In mathematics and applications, explicit and implicit methods are approaches to simulate physical processes, or to put it mathematically, they are numerical methods for solving time-variable ordinary and partial differential equations.

Explicit methods calculate the state of a system at next instance in time using the state of the system at the current time, while an implicit method finds it by solving an equation involving both the current system state and the future one. To put it in symbols, if ${\displaystyle Y(t)}$ is the current system state and ${\displaystyle Y(t+\Delta t)}$ is the state at the next instance in time (${\displaystyle \Delta t}$ is a small time step), then, for an explicit method

${\displaystyle Y(t+\Delta t)=F(Y(t))\,}$

while for an implicit method one solves an equation

${\displaystyle G(Y(t),Y(t+\Delta t))=0\quad \quad (1)\,}$

to find ${\displaystyle Y(t+\Delta t).}$

It is immediate then that implicit methods require an extra computation (solving the above equation), and can also be much harder to implement. The reason one uses implicit methods is that for great many problems (called stiff problems) using an explicit method requires extremely small time steps ${\displaystyle \Delta t}$ for the error of the method to not explode to infinity (see numerical stability), and then it is takes much less computational time to use an implicit method with larger time steps, even taking into account that one needs to solve an equation of the form (1) each time step. As such, the choice between which method to use depends on the specific problem at hand.
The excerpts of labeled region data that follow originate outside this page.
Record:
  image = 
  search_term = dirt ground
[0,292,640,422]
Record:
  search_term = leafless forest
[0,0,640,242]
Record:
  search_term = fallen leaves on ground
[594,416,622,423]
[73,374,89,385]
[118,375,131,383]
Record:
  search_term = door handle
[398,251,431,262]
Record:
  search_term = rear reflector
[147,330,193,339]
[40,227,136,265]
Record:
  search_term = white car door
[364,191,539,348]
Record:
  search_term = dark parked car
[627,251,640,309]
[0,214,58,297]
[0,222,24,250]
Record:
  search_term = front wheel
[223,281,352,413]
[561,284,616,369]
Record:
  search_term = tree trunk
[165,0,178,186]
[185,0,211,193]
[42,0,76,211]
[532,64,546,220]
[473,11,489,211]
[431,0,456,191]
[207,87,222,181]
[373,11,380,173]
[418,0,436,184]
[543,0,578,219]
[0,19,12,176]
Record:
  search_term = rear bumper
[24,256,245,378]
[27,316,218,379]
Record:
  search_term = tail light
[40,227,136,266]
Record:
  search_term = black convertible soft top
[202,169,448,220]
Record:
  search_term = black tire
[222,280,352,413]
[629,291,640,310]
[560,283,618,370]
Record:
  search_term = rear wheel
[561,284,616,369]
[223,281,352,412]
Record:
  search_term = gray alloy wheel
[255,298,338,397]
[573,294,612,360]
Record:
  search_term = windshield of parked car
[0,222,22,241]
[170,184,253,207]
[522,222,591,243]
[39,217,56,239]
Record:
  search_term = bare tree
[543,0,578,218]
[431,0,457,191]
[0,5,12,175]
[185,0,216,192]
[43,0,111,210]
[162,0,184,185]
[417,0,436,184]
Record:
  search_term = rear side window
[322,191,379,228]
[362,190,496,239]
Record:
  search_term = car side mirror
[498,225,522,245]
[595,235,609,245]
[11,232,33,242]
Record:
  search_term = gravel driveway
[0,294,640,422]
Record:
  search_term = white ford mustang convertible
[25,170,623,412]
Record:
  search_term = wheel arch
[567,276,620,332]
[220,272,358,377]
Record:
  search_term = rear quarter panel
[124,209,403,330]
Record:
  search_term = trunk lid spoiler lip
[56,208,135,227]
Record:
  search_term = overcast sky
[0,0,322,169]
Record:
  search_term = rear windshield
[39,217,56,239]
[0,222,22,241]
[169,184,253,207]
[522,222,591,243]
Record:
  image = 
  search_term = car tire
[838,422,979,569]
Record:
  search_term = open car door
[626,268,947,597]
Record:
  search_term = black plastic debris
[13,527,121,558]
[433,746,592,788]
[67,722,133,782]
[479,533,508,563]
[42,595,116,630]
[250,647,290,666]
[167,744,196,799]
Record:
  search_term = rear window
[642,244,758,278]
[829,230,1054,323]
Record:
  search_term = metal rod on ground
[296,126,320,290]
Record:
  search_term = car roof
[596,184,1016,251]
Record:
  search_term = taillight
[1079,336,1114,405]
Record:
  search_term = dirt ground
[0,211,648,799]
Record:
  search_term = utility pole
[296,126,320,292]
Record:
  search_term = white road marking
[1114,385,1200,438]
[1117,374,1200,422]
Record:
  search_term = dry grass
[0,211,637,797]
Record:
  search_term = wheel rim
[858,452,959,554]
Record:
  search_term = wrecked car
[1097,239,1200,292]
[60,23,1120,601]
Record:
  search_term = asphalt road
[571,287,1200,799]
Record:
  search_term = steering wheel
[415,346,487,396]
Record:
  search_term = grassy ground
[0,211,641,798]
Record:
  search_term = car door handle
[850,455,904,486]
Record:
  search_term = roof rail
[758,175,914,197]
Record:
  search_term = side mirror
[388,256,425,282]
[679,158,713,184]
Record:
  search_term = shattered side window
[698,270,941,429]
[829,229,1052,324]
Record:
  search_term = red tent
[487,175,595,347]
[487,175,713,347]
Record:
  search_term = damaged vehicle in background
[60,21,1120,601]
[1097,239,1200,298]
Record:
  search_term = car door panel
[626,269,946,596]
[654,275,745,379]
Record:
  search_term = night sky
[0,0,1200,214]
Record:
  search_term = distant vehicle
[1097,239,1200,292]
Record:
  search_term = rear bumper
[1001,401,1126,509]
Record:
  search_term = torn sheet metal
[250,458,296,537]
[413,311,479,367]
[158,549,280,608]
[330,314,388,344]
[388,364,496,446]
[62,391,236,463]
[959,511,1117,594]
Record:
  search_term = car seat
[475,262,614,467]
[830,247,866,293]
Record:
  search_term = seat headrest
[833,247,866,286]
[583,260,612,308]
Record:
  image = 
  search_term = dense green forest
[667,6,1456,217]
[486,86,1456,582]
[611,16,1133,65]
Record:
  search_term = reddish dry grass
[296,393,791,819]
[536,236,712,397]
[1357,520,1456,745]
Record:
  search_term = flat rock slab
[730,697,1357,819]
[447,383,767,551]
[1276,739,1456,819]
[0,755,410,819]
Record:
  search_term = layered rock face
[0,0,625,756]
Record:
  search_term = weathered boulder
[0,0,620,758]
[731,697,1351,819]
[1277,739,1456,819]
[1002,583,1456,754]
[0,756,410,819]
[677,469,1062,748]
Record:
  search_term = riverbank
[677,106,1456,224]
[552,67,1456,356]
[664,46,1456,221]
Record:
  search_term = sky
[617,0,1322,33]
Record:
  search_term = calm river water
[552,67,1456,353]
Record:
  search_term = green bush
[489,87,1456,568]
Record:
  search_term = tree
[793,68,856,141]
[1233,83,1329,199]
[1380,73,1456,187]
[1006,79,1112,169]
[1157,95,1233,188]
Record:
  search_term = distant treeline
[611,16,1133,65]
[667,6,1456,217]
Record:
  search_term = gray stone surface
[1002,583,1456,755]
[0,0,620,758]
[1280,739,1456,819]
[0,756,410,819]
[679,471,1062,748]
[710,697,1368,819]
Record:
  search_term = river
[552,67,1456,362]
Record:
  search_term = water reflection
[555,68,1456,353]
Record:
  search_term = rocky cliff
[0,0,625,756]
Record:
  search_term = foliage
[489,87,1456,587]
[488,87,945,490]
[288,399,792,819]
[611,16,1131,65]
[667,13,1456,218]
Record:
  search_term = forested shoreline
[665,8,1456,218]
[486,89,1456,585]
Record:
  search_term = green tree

Consider the ordinary differential equation

${\displaystyle {\frac {dy}{dt}}=-y^{2},\ y\in [0,a]\quad \quad (2)}$

with the initial condition ${\displaystyle y(0)=1.}$ Consider a grid ${\displaystyle t_{k}=ka/n}$ for 0≤k≤n, that is, the time step is ${\displaystyle \Delta t=a/n,}$ and denote ${\displaystyle y_{k}=y(t_{k})}$ for each ${\displaystyle k}$.

Discretize this equation using the simplest explicit and implicit methods, which are the backward Euler and forward Euler methods (see ordinary differential equations). The forward Euler method

${\displaystyle {\frac {y_{k+1}-y_{k}}{\Delta t}}=-y_{k}^{2}}$

yields

${\displaystyle y_{k+1}=y_{k}-\Delta ty_{k}^{2}\quad \quad \quad (3)\,}$

for each ${\displaystyle k=0,1,\dots ,n,}$ while with the backward Euler method

${\displaystyle {\frac {y_{k+1}-y_{k}}{\Delta t}}=-y_{k+1}^{2}}$

one finds the equation

${\displaystyle y_{k+1}+\Delta ty_{k+1}^{2}=y_{k}}$

for ${\displaystyle y_{k+1}}$. This is a quadratic equation, having one negative and one positive root. The positive root is picked because in the original equation the initial condition is positive, and then ${\displaystyle y}$ at the next time step is given by

${\displaystyle y_{k+1}={\frac {-1+{\sqrt {1+4y_{k}}}}{4}}\quad \quad (4)}$

(compare this with formula (3)).

In the vast majority of cases the equation to be solved for is much more complicated than a quadratic equation, and no exact solution exists. Then one uses root-finding algorithms, such as Newton's method.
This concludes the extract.